In September, India sharply reduced taxes on a wide range of consumer goods, including small cars and cement, sectors that affect steel demand. However, small producers, which account for about 45% of India’s total steel capacity, said they had cut production by a third. They argue that construction activity remains weak and consumption by the automotive sector has not yet recovered.
Demand from the construction sector, which accounts for almost a third of steel consumption, slowed down due to heavy monsoon rains, which began to fall in July. At the same time, the industry is burdened by rising raw material and electricity costs.
In September, according to BigMint, domestic prices for hot-rolled steel fell to a six-month low of $553.5/t.

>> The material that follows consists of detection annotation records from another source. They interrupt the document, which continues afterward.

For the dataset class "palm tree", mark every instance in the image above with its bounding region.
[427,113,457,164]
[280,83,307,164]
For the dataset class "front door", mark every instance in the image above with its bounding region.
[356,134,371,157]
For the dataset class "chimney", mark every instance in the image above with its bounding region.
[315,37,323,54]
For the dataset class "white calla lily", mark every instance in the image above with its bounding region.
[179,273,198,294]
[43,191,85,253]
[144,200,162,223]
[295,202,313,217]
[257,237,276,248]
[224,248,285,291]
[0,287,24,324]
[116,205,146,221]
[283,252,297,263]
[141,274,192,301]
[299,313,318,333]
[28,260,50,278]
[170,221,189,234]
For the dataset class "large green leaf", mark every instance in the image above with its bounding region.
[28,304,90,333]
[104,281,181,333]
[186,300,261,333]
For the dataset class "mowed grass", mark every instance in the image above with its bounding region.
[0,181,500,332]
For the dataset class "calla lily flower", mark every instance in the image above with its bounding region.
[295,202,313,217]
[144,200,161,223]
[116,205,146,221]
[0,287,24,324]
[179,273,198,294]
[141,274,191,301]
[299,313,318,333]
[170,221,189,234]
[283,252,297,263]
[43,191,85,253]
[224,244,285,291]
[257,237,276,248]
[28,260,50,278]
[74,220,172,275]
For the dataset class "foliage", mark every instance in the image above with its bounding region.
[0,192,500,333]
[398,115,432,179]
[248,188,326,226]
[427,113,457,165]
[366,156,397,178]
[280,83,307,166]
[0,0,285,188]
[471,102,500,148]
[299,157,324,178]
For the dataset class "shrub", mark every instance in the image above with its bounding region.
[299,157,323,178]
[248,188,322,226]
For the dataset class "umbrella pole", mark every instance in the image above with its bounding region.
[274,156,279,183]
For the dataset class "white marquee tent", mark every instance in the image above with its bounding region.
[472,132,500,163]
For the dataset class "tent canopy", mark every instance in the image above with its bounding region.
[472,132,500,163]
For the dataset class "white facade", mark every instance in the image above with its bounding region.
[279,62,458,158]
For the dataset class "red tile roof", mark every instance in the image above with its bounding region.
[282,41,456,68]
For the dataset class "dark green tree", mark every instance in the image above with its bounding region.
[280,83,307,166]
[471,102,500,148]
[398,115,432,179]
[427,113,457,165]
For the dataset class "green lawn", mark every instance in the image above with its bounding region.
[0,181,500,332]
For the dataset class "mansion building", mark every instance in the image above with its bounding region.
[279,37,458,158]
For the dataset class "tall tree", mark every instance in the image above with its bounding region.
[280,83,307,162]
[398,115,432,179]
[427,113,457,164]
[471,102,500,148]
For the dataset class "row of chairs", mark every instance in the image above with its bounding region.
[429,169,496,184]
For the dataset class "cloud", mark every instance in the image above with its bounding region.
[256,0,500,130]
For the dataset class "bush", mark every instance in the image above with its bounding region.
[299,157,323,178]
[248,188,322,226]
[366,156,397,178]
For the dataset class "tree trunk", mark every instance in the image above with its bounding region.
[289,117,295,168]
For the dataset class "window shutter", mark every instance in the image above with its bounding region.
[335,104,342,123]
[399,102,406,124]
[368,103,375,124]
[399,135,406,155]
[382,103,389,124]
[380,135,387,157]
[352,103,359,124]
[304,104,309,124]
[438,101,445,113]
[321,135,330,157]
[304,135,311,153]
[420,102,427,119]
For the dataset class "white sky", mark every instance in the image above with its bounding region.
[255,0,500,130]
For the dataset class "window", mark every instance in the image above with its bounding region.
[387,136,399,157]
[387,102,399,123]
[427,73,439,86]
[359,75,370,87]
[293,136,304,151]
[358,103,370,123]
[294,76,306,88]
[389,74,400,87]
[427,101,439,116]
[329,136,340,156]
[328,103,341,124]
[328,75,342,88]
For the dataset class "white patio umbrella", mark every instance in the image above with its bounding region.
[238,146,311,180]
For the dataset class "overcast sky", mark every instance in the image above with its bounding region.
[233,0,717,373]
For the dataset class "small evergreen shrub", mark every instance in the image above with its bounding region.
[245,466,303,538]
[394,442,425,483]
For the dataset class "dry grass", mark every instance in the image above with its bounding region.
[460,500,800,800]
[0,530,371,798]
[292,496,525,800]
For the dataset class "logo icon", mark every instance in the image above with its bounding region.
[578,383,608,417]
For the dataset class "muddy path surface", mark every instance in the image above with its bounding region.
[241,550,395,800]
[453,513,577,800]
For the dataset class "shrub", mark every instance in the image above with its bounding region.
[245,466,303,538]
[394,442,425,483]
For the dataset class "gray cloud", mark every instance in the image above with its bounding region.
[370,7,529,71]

Small businesses do not expect the situation to improve until December. In addition, tariffs are affecting consumer industries linked to the US.
The situation is significantly different from last year. At that time, high consumption of metal products in the country led to a significant increase in supply from suppliers in China, Japan, and South Korea. This prompted the government to introduce a temporary tariff in April to curb cheap imports.
It should be noted that in April-August (5 months of 2025/2026), India increased its steel exports (including stainless steel) by 22% year-on-year to 3.2 million tons. In particular, exports of hot-rolled coil (HRC)/sheet during this period increased by 12% year-on-year to 0.67 million tons.